Note what I'm not asking.  I'm not asking whether Acme can successfully sue the Amazonian tribe for infringing its patent when they use the paste.  I'm asking the threshold question facing the Supreme Court in Myriad: whether the patent is invalid under Section 101--and thus unenforceable against anybody--because X was a product of nature all along, even though nobody realized it.  Should it matter if it turns out that Acme's laboratory process for producing X is much cheaper than it would be to extract comparable quantities of X from the Amazonian plant?  Is Acme out of luck because Acme only sought and received a product patent rather than a process patent?

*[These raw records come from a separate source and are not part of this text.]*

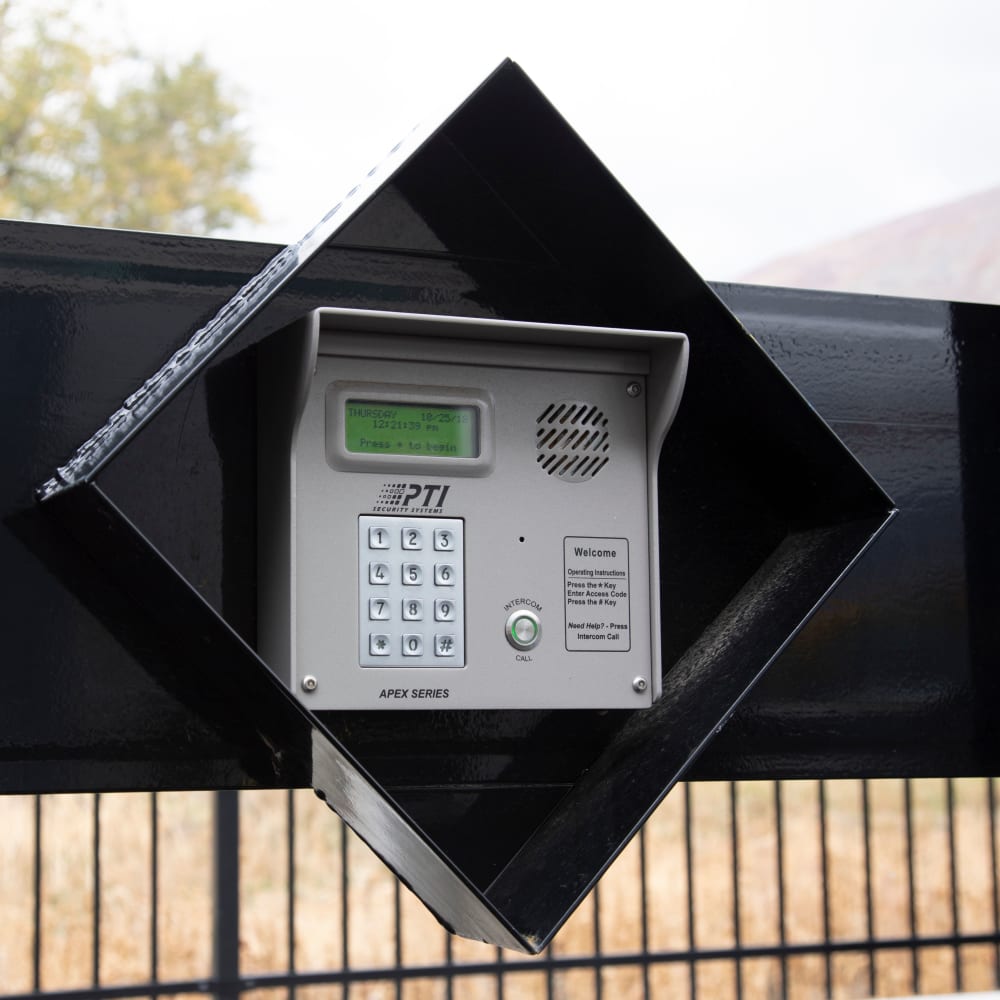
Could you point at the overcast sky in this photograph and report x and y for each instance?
(747, 130)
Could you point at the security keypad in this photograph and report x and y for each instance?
(411, 577)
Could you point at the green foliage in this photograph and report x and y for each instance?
(106, 138)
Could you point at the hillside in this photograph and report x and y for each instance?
(951, 251)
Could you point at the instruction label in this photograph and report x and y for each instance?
(597, 594)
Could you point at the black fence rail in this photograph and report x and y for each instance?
(752, 889)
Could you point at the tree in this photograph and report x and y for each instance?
(107, 138)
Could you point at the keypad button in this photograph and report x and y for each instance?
(444, 645)
(413, 610)
(378, 537)
(412, 538)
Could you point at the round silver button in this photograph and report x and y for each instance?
(523, 629)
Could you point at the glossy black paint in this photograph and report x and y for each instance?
(121, 675)
(897, 673)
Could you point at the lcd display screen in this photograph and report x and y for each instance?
(424, 430)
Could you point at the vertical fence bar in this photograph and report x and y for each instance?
(345, 909)
(226, 888)
(689, 861)
(36, 941)
(953, 876)
(449, 959)
(992, 805)
(825, 870)
(911, 881)
(96, 940)
(644, 911)
(154, 890)
(290, 822)
(397, 906)
(780, 840)
(869, 898)
(599, 965)
(735, 846)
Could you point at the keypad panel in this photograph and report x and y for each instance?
(411, 587)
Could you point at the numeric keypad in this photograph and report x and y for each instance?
(411, 591)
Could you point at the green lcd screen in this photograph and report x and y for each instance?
(423, 430)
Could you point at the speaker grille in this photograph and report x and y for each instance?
(572, 441)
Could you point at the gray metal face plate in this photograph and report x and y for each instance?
(552, 575)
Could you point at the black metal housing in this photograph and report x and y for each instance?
(131, 659)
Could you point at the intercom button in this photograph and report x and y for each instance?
(523, 629)
(444, 645)
(413, 538)
(378, 609)
(378, 537)
(444, 540)
(444, 611)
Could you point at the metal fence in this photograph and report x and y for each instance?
(754, 889)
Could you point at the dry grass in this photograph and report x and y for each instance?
(612, 915)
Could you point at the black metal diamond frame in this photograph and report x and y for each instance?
(501, 822)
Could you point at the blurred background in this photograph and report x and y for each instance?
(850, 145)
(855, 143)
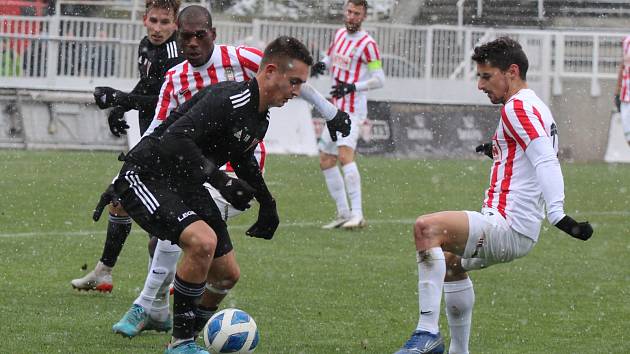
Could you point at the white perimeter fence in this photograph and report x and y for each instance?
(422, 63)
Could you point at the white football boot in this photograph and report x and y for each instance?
(100, 279)
(340, 220)
(355, 222)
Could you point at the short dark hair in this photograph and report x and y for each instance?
(162, 4)
(359, 3)
(501, 53)
(194, 11)
(284, 48)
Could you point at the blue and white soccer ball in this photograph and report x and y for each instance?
(231, 331)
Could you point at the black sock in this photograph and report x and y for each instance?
(202, 315)
(152, 245)
(185, 300)
(118, 228)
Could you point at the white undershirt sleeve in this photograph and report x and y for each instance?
(326, 60)
(541, 154)
(376, 80)
(312, 96)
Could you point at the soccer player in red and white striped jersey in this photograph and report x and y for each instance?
(206, 64)
(525, 180)
(355, 64)
(622, 90)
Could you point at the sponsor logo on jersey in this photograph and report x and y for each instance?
(229, 73)
(185, 215)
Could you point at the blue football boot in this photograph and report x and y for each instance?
(188, 347)
(133, 322)
(422, 342)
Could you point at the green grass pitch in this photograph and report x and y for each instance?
(310, 290)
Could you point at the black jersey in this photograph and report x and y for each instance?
(221, 123)
(153, 63)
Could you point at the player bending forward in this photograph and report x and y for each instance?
(525, 178)
(206, 64)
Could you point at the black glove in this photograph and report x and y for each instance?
(485, 149)
(109, 196)
(117, 123)
(318, 68)
(340, 123)
(236, 191)
(106, 97)
(579, 230)
(341, 89)
(267, 222)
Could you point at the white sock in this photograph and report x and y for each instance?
(162, 268)
(459, 298)
(337, 190)
(353, 186)
(431, 272)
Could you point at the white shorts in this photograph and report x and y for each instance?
(326, 145)
(491, 240)
(625, 119)
(226, 209)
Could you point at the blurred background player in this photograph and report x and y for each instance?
(525, 172)
(622, 90)
(160, 184)
(355, 63)
(206, 64)
(157, 53)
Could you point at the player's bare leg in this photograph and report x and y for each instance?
(118, 228)
(198, 242)
(352, 180)
(459, 299)
(223, 275)
(336, 188)
(433, 235)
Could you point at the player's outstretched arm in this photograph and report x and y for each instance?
(106, 97)
(109, 196)
(541, 154)
(265, 226)
(486, 149)
(336, 120)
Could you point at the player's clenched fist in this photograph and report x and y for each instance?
(340, 123)
(116, 121)
(267, 222)
(106, 97)
(236, 191)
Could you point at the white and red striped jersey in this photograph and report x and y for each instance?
(514, 189)
(183, 81)
(349, 55)
(624, 94)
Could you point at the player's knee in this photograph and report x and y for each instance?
(454, 269)
(422, 228)
(228, 280)
(117, 210)
(327, 161)
(202, 244)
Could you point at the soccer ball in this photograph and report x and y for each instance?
(231, 331)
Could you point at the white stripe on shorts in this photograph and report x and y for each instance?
(142, 192)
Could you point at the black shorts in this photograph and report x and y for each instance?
(164, 208)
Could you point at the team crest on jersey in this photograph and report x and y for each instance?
(342, 61)
(183, 91)
(229, 74)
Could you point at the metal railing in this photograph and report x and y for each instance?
(73, 53)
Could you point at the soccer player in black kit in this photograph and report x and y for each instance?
(157, 53)
(161, 183)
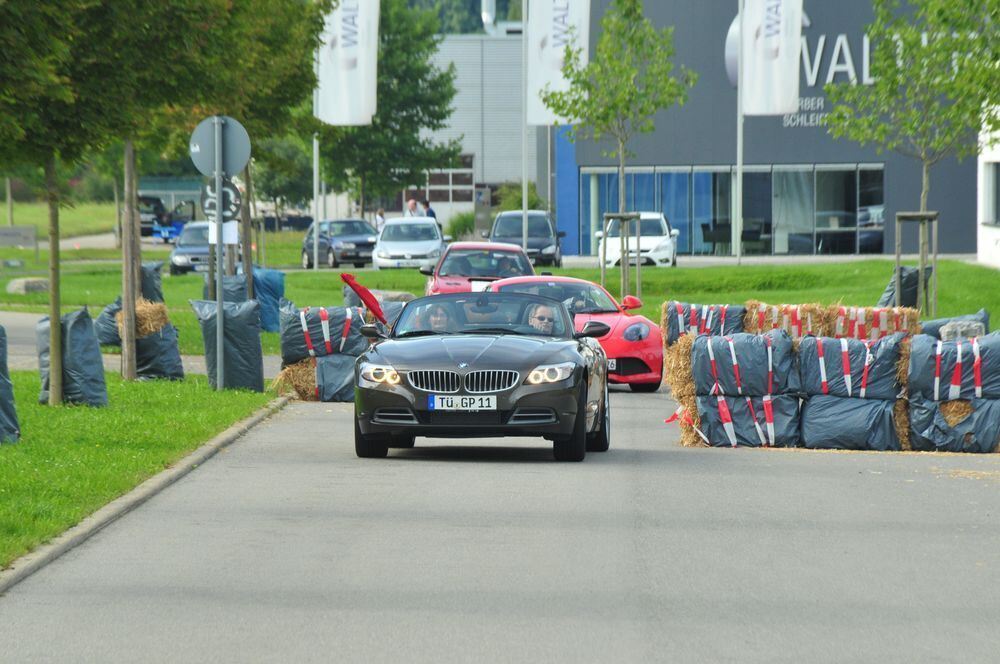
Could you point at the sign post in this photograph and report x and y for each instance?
(220, 148)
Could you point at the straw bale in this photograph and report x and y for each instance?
(150, 317)
(680, 380)
(300, 378)
(955, 412)
(901, 420)
(750, 322)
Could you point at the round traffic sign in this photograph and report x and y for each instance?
(231, 200)
(235, 146)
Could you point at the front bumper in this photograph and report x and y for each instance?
(525, 410)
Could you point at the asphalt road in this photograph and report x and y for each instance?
(288, 548)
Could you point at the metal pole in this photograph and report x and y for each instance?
(524, 125)
(638, 257)
(10, 205)
(316, 202)
(737, 225)
(220, 379)
(934, 226)
(899, 262)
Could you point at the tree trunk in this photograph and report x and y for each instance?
(10, 205)
(925, 186)
(55, 322)
(245, 236)
(129, 294)
(118, 214)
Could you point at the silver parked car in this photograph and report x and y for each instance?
(409, 242)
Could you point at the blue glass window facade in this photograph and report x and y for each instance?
(786, 209)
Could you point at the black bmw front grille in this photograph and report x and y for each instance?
(435, 381)
(477, 382)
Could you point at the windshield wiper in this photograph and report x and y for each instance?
(490, 330)
(419, 333)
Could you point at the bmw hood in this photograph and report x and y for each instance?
(520, 353)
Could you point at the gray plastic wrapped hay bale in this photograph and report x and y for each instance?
(751, 355)
(243, 358)
(881, 374)
(10, 429)
(83, 366)
(979, 432)
(335, 377)
(923, 367)
(785, 409)
(106, 325)
(157, 355)
(933, 327)
(341, 333)
(703, 318)
(842, 423)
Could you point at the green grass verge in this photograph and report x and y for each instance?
(80, 219)
(73, 460)
(964, 288)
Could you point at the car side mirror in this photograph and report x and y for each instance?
(631, 302)
(592, 328)
(371, 331)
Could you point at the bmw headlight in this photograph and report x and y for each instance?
(378, 374)
(636, 332)
(550, 373)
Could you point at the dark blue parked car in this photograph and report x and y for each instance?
(341, 241)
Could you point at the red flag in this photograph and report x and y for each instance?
(366, 296)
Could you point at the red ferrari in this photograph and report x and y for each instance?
(472, 266)
(634, 345)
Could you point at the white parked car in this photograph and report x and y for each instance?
(657, 241)
(409, 242)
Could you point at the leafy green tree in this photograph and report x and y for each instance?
(630, 78)
(284, 171)
(413, 96)
(936, 77)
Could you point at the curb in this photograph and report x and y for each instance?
(30, 563)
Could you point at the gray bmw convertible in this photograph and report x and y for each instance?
(467, 365)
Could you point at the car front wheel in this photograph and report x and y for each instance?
(574, 446)
(600, 440)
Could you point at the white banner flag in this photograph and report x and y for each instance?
(348, 64)
(552, 24)
(771, 52)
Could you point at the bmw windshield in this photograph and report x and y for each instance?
(484, 313)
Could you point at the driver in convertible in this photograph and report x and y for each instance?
(542, 318)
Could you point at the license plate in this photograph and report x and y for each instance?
(456, 402)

I think these are all hard questions because they show that the whole notion of a product of nature is ill-defined.  Everything is ultimately a product of nature--unless it is of supernatural origin.  So, if I were writing on a clean slate, I think I would either do away with or downplay the prohibition on patenting products of nature, while allowing some substitution of process patents for product patents as appropriate.  The Supreme Court, however, does not have those options.

N.B.  I became interested in this topic because I was dragooned by the Cornell LS Moot Court Board into judging a moot court round based on the case last week, so thanks for that!  Thanks also to my colleague Oskar Liivak for giving me a crash course in patent law.  It has been an interest of mine since I was a summer associate in 1988 at Fish & Neave, which was absorbed by Ropes & Gray in 2005.  But I lack any formal training in IP.